Still very spotty and you need a boat


----------



## Talapia (Apr 27, 2003)

Just saw a crabbing report from the Wye. 2 bushels in 6 hrs.
That was via boat.


----------



## Big Rad (May 19, 2003)

*by boat........*

I went out this afternoon and snagged a half bushel in 4 hours. Unless you land on em you aint catching. Two guys 100 yards from me running 1000 feet of line went home with less than a dozen.


----------



## Talapia (Apr 27, 2003)

Big Rad said:


> I went out this afternoon and snagged a half bushel in 4 hours. Unless you land on em you aint catching. Two guys 100 yards from me running 1000 feet of line went home with less than a dozen.
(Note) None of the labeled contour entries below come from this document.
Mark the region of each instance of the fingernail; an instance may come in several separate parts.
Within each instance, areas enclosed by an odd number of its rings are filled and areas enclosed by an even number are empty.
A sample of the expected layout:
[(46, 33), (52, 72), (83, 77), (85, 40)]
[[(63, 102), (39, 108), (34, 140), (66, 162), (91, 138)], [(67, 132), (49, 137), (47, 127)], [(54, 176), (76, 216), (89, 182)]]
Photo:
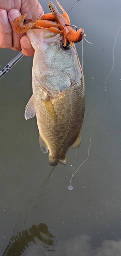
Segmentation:
[(22, 42), (22, 43), (21, 43), (21, 45), (25, 49), (30, 49), (32, 47), (30, 42), (28, 41)]
[(4, 21), (4, 22), (7, 22), (8, 21), (7, 12), (5, 10), (2, 11), (2, 12), (0, 14), (0, 16), (1, 19), (3, 21)]
[(21, 14), (19, 11), (14, 11), (13, 13), (11, 13), (11, 14), (10, 14), (10, 16), (13, 21), (15, 19), (16, 19), (16, 18), (20, 16), (20, 15), (21, 15)]

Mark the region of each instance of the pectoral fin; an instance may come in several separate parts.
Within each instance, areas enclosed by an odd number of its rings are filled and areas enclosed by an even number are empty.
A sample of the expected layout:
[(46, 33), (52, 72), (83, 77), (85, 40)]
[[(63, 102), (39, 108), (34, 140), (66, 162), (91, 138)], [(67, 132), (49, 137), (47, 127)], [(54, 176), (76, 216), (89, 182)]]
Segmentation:
[(72, 146), (71, 146), (70, 147), (70, 148), (71, 149), (77, 149), (77, 148), (78, 148), (80, 146), (80, 143), (81, 143), (81, 133), (80, 133), (79, 135), (78, 135), (77, 139), (74, 142), (73, 144), (72, 144)]
[(26, 107), (24, 116), (26, 120), (32, 118), (36, 115), (35, 102), (33, 95), (29, 99)]
[(48, 152), (48, 146), (43, 141), (43, 140), (41, 138), (40, 136), (39, 136), (39, 145), (43, 153), (45, 153), (46, 154), (46, 153)]
[(50, 114), (51, 118), (53, 120), (57, 120), (57, 115), (54, 110), (54, 107), (52, 104), (52, 102), (51, 100), (43, 100), (44, 104), (46, 106), (46, 109)]

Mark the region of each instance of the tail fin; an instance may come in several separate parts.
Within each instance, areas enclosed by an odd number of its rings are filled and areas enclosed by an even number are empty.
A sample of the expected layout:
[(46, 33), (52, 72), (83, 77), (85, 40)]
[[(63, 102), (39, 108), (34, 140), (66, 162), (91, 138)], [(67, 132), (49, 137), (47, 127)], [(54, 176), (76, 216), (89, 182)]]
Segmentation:
[(58, 162), (60, 164), (63, 164), (63, 165), (66, 165), (66, 158), (64, 159), (57, 159), (51, 157), (50, 154), (49, 155), (49, 164), (51, 166), (55, 166), (55, 165), (57, 165)]

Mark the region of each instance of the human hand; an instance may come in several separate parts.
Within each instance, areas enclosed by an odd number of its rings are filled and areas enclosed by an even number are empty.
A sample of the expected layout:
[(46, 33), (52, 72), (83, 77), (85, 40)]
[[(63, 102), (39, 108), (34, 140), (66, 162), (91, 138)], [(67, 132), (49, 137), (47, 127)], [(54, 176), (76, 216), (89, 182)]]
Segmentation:
[(27, 19), (31, 19), (41, 17), (44, 11), (38, 0), (1, 0), (0, 48), (22, 50), (24, 55), (30, 56), (34, 50), (29, 38), (25, 34), (17, 34), (12, 27), (14, 19), (25, 13), (27, 13)]

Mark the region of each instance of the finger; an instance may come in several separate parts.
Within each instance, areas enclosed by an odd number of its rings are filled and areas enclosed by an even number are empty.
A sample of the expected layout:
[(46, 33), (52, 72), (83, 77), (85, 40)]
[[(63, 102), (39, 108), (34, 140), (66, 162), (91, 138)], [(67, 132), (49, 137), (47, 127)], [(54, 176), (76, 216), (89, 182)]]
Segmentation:
[(33, 0), (29, 0), (29, 4), (28, 1), (25, 1), (23, 7), (20, 10), (22, 14), (27, 13), (26, 19), (31, 19), (32, 18), (38, 18), (41, 16), (43, 13), (43, 10), (38, 0), (36, 2)]
[(14, 19), (20, 15), (21, 15), (21, 13), (19, 10), (15, 9), (10, 10), (8, 13), (8, 19), (12, 30), (12, 45), (11, 48), (16, 51), (21, 50), (20, 40), (23, 34), (17, 34), (14, 31), (13, 29), (12, 23)]
[(0, 48), (10, 48), (12, 45), (12, 28), (4, 9), (0, 9)]
[(25, 35), (22, 36), (20, 40), (20, 43), (22, 53), (27, 57), (33, 56), (34, 54), (34, 50), (32, 46), (31, 42)]

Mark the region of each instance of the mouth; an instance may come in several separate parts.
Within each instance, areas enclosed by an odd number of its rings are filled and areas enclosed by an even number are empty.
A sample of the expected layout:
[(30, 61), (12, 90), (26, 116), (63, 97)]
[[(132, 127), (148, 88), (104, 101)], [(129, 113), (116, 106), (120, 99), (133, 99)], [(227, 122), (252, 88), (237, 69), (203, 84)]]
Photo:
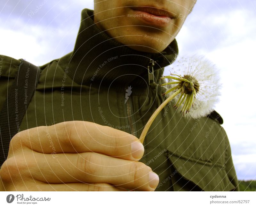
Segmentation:
[(168, 11), (153, 6), (134, 6), (132, 7), (132, 9), (134, 10), (145, 12), (157, 16), (167, 17), (170, 18), (174, 18), (173, 14)]
[(172, 19), (174, 18), (174, 16), (171, 12), (155, 7), (134, 6), (131, 9), (133, 13), (131, 15), (131, 17), (156, 27), (166, 26)]

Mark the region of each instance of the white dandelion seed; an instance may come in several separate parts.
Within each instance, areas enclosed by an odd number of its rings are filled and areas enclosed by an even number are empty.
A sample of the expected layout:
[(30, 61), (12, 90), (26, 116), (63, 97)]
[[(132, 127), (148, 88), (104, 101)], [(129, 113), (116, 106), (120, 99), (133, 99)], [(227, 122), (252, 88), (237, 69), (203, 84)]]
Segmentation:
[(161, 85), (168, 97), (178, 90), (172, 99), (174, 106), (185, 116), (195, 119), (205, 116), (214, 110), (220, 93), (220, 77), (215, 66), (203, 56), (182, 57), (172, 65), (167, 83)]
[(196, 55), (182, 57), (173, 63), (167, 82), (161, 85), (166, 89), (165, 100), (155, 111), (147, 122), (139, 140), (143, 142), (149, 127), (158, 114), (170, 101), (180, 110), (185, 116), (196, 119), (214, 110), (219, 101), (221, 85), (219, 71), (204, 56)]

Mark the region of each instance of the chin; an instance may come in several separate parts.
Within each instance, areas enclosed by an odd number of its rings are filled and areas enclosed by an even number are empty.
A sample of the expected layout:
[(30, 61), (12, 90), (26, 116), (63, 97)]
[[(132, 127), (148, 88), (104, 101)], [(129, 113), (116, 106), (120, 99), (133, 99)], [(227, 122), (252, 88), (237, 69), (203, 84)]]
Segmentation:
[(152, 47), (152, 45), (150, 46), (142, 45), (127, 45), (127, 46), (135, 50), (152, 53), (157, 53), (162, 52), (164, 49), (164, 48), (163, 49), (159, 49), (159, 48), (154, 48)]

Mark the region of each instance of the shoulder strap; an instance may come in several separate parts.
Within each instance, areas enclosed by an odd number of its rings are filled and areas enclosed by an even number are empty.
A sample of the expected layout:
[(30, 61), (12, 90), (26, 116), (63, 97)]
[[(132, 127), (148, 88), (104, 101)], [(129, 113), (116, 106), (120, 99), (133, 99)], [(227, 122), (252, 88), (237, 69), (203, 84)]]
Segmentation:
[(12, 138), (20, 126), (35, 92), (40, 70), (21, 59), (20, 68), (0, 114), (0, 166), (7, 158)]

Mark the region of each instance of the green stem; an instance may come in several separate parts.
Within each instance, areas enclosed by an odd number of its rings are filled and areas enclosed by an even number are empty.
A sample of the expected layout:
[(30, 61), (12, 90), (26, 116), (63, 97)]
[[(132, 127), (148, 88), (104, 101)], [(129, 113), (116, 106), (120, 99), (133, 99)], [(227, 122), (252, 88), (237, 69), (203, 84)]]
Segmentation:
[(161, 111), (164, 107), (166, 106), (172, 99), (173, 99), (176, 96), (178, 95), (181, 91), (181, 89), (180, 88), (177, 91), (173, 93), (172, 95), (168, 97), (162, 104), (157, 108), (157, 109), (156, 110), (155, 112), (151, 116), (151, 117), (149, 118), (149, 120), (148, 121), (146, 125), (145, 125), (145, 127), (143, 129), (141, 134), (140, 135), (140, 142), (143, 144), (143, 142), (144, 141), (144, 139), (145, 138), (145, 137), (146, 136), (147, 133), (148, 133), (148, 131), (151, 125), (153, 122), (154, 120), (156, 117), (156, 116), (159, 114), (159, 113)]

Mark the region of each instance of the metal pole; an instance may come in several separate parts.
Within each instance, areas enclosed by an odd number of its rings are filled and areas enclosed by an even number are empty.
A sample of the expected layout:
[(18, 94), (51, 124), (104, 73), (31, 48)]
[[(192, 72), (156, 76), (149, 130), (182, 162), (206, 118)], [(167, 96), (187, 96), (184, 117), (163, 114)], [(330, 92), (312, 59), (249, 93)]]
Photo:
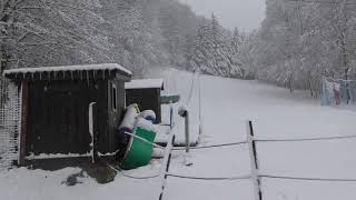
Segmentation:
[(169, 127), (170, 127), (170, 130), (174, 128), (174, 106), (172, 106), (172, 102), (170, 101), (170, 111), (169, 111), (170, 113), (170, 116), (169, 116), (169, 122), (170, 122), (170, 124), (169, 124)]
[(164, 166), (166, 166), (166, 168), (162, 168), (161, 171), (161, 191), (159, 193), (159, 200), (164, 199), (165, 196), (165, 190), (166, 190), (166, 186), (167, 186), (167, 179), (168, 179), (168, 172), (169, 172), (169, 167), (170, 167), (170, 159), (171, 159), (171, 151), (174, 149), (174, 144), (175, 144), (175, 140), (176, 140), (176, 136), (174, 133), (174, 131), (170, 131), (170, 136), (169, 136), (169, 140), (166, 147), (166, 151), (165, 151), (165, 158), (164, 158)]
[(201, 82), (200, 74), (198, 74), (198, 89), (199, 89), (199, 136), (202, 133), (202, 121), (201, 121)]
[(185, 123), (186, 123), (186, 152), (189, 152), (189, 111), (186, 111), (186, 117), (185, 117)]
[(91, 136), (91, 148), (92, 148), (92, 156), (91, 161), (92, 163), (97, 163), (99, 160), (98, 149), (97, 149), (97, 138), (98, 138), (98, 124), (97, 124), (97, 103), (91, 102), (89, 104), (89, 133)]
[(260, 190), (260, 180), (258, 177), (258, 159), (256, 143), (254, 139), (254, 127), (253, 121), (247, 122), (247, 142), (250, 156), (251, 178), (254, 181), (254, 194), (255, 200), (263, 200), (263, 193)]

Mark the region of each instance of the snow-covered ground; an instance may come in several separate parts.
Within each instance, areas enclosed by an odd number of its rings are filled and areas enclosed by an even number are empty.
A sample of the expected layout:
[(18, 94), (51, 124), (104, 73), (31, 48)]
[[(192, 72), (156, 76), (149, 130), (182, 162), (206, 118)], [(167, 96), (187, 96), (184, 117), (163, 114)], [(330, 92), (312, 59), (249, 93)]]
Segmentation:
[[(189, 94), (191, 74), (166, 71), (168, 88)], [(176, 77), (176, 79), (175, 79)], [(179, 82), (172, 82), (180, 80)], [(169, 82), (170, 81), (170, 82)], [(254, 121), (258, 139), (294, 139), (356, 134), (356, 112), (320, 107), (306, 92), (290, 94), (287, 90), (256, 81), (201, 77), (202, 137), (201, 146), (246, 140), (246, 120)], [(170, 90), (169, 89), (169, 90)], [(197, 102), (195, 90), (192, 101)], [(190, 106), (197, 112), (197, 104)], [(196, 118), (197, 119), (197, 118)], [(194, 120), (198, 127), (198, 120)], [(196, 129), (195, 129), (196, 130)], [(196, 132), (196, 131), (192, 131)], [(310, 178), (356, 178), (356, 139), (307, 142), (258, 143), (260, 172), (276, 176)], [(186, 160), (192, 162), (186, 167)], [(246, 146), (192, 150), (189, 157), (175, 153), (170, 172), (196, 177), (237, 177), (249, 173)], [(161, 160), (129, 171), (132, 176), (159, 172)], [(128, 199), (157, 200), (160, 179), (132, 180), (122, 176), (108, 184), (89, 178), (67, 187), (61, 182), (79, 169), (48, 172), (13, 169), (0, 173), (0, 199)], [(263, 179), (265, 200), (335, 200), (355, 199), (356, 182), (317, 182)], [(249, 180), (201, 181), (168, 178), (166, 200), (253, 200)]]

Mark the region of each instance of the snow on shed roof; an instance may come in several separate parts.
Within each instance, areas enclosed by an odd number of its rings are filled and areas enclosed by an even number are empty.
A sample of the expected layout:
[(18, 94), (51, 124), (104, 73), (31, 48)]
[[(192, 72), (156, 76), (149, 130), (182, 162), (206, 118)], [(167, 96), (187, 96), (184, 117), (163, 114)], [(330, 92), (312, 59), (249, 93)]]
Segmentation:
[(18, 68), (4, 70), (3, 76), (16, 73), (36, 73), (36, 72), (59, 72), (59, 71), (101, 71), (101, 70), (118, 70), (128, 76), (132, 72), (117, 63), (101, 63), (101, 64), (82, 64), (82, 66), (60, 66), (60, 67), (40, 67), (40, 68)]
[(136, 79), (125, 83), (125, 89), (164, 89), (164, 79)]

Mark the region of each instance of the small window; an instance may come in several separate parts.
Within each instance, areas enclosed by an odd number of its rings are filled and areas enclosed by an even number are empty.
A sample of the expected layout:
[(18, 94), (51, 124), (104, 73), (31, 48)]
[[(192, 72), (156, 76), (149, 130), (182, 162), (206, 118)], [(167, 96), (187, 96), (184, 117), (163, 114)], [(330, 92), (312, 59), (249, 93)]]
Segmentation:
[(112, 110), (117, 110), (117, 90), (116, 90), (116, 84), (111, 84), (111, 108)]

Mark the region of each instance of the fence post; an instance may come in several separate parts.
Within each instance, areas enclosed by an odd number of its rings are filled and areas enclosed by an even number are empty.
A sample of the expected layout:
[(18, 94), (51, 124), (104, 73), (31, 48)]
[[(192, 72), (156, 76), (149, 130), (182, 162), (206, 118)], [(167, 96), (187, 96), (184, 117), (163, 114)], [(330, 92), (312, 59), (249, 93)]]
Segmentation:
[(168, 172), (169, 172), (169, 167), (170, 167), (170, 159), (171, 159), (171, 151), (175, 144), (176, 136), (171, 131), (169, 136), (169, 140), (166, 147), (166, 152), (165, 152), (165, 158), (164, 158), (164, 164), (166, 166), (165, 170), (161, 171), (161, 179), (162, 179), (162, 184), (161, 184), (161, 191), (159, 193), (159, 200), (164, 199), (165, 194), (165, 189), (167, 184), (167, 178), (168, 178)]
[(250, 156), (250, 166), (251, 166), (251, 179), (254, 181), (254, 196), (255, 200), (263, 200), (263, 193), (260, 190), (260, 179), (258, 177), (258, 160), (257, 160), (257, 150), (255, 143), (255, 133), (253, 121), (247, 122), (247, 142)]
[(92, 156), (91, 161), (92, 163), (97, 163), (99, 160), (98, 156), (98, 119), (97, 119), (97, 103), (91, 102), (89, 104), (89, 133), (91, 136), (91, 148), (92, 148)]

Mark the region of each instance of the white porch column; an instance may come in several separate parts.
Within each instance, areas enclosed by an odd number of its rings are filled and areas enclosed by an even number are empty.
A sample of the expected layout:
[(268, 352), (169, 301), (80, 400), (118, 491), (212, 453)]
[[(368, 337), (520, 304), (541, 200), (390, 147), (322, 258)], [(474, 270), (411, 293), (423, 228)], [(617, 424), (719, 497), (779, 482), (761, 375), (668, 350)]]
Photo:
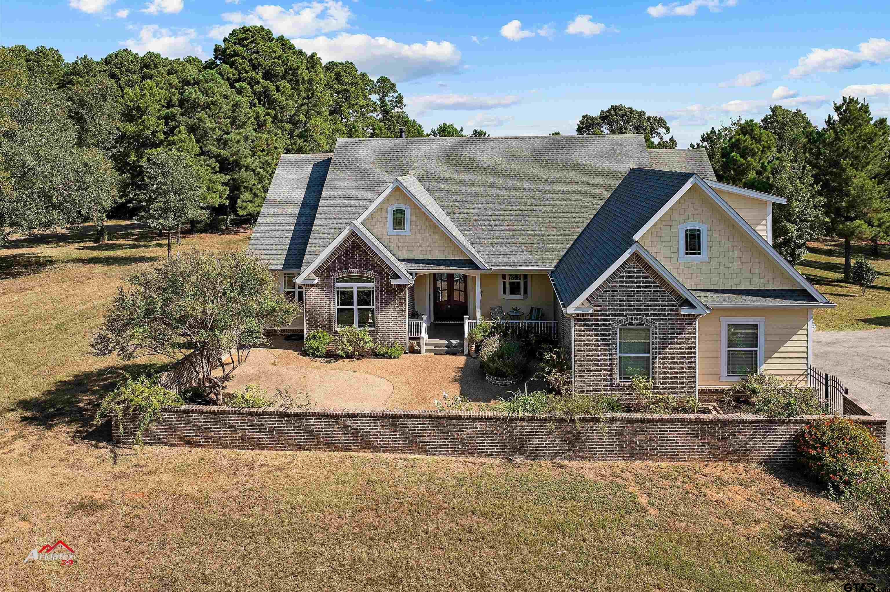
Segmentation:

I go crabbing at a Coast Guard base in MD on a pier. It should be 
about time. I will hopefully be able to check it out.


----------



## UnknownFish (Sep 12, 2007)

instead of using chicken necks and eels for bait, catch some small fish like sunnys or spot and use them for bait, you will have to add a sinker to your hand line to get it to stay down when using fish, crabs dont like rotten bait, if your gonna use chicken necks make sure they are fresh and not frozen, a few of the crabbers that work for us are using razor clams in these lil sacks and putting them on a trot line and doing very well with them, its alot of work to change bait and to put together but it works great. we have 12 crabbers that work for us and we get at least 30-50 bushel a day using the bait i have described, and all 12 of them crab in the choptank.


----------



## Talapia (Apr 27, 2003)

So what is the P&S discount price per bushel?


----------



## Tracker16 (Feb 16, 2009)

Talapia said:


> I go crabbing at a Coast Guard base in MD on a pier. It should be
> about time. I will hopefully be able to check it out.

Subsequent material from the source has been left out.